Note that module names are removed in the given order, so having entries that are submodules of other entries can potentially lead to the wrong behavior. You can either order them from higher-depth to lower-depth, or directly provide a compiled pattern with optional groups. For example, the pattern re.compile(r"^collections\.(abc\.)?") will match both "collections." and "collections.abc.".

The default list of module names include the standard library modules relevant to PEP 585 plus types and typing. It can be accessed at DEFAULT_REMOVE_MODULES.

DEFAULT_REMOVE_MODULES: List[Union[str, re.Pattern]] = [
    "__main__",
    "builtins",
    re.compile(r"^collections\.(abc\.)?"),
    "contextlib",
    "re",
    "types",
    "typing",
]

If you are trying to add additional modules to this option (rather than overriding the defaults), the easiest way to do so is to concatenate with the default list:

from typing import Optional
from typenames import typenames, DEFAULT_REMOVE_MODULES, BaseNode

typenames(Optional[BaseNode])
#> 'Optional[typenames.BaseNode]'
typenames(Optional[BaseNode], remove_modules=["typenames"])
#> 'typing.Optional[BaseNode]'
typenames(
    Optional[BaseNode],
    remove_modules=DEFAULT_REMOVE_MODULES + ["typenames"],
)
#> 'Optional[BaseNode]'

To remove all module names, you can use REMOVE_ALL_MODULES, which contains the pattern re.compile(r"^(<?\w+>?\.)+").

Annotated (include_extras)

This option controls whether to render typing.Annotated (or typing_extensions.Annotated if using Python 3.8) and the extra metadata.
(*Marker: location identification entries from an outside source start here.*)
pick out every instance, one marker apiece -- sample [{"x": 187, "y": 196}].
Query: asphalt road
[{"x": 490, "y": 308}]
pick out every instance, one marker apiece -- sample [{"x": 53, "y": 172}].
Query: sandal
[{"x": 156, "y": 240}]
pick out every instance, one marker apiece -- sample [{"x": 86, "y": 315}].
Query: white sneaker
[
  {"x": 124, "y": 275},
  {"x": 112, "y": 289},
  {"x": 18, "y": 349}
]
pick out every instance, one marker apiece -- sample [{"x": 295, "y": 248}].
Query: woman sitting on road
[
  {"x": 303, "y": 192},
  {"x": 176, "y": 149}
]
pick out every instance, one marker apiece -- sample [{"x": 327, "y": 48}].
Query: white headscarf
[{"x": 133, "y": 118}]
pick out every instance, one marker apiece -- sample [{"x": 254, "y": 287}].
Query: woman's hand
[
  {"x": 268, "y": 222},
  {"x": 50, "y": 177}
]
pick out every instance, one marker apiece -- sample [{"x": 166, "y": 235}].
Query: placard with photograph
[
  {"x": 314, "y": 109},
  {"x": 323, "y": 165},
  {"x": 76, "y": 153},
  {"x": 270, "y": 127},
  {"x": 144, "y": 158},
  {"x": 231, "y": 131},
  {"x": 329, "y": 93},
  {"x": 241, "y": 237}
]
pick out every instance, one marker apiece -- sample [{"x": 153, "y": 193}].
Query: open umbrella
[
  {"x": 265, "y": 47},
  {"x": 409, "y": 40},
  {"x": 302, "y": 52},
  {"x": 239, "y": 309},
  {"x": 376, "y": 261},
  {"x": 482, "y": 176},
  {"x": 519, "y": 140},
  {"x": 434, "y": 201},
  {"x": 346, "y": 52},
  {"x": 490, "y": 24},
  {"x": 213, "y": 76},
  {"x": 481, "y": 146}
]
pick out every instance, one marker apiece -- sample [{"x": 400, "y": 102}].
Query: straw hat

Annotated is a typing special form introduced in Python 3.9 and originally specified by PEP 593. Many libraries like Pydantic, FastAPI, and Typer use it to attach metadata to type annotations that are used at runtime.

By default, typenames will not render Annotated and extra metadata. Set include_extras=True to render them.

from typing import Annotated
from typenames import typenames

typenames(Annotated[int, "some metadata"])
#> 'int'
typenames(Annotated[int, "some metadata"], include_extras=True)
#> "Annotated[int, 'some metadata']"

Reproducible examples created by reprexlite.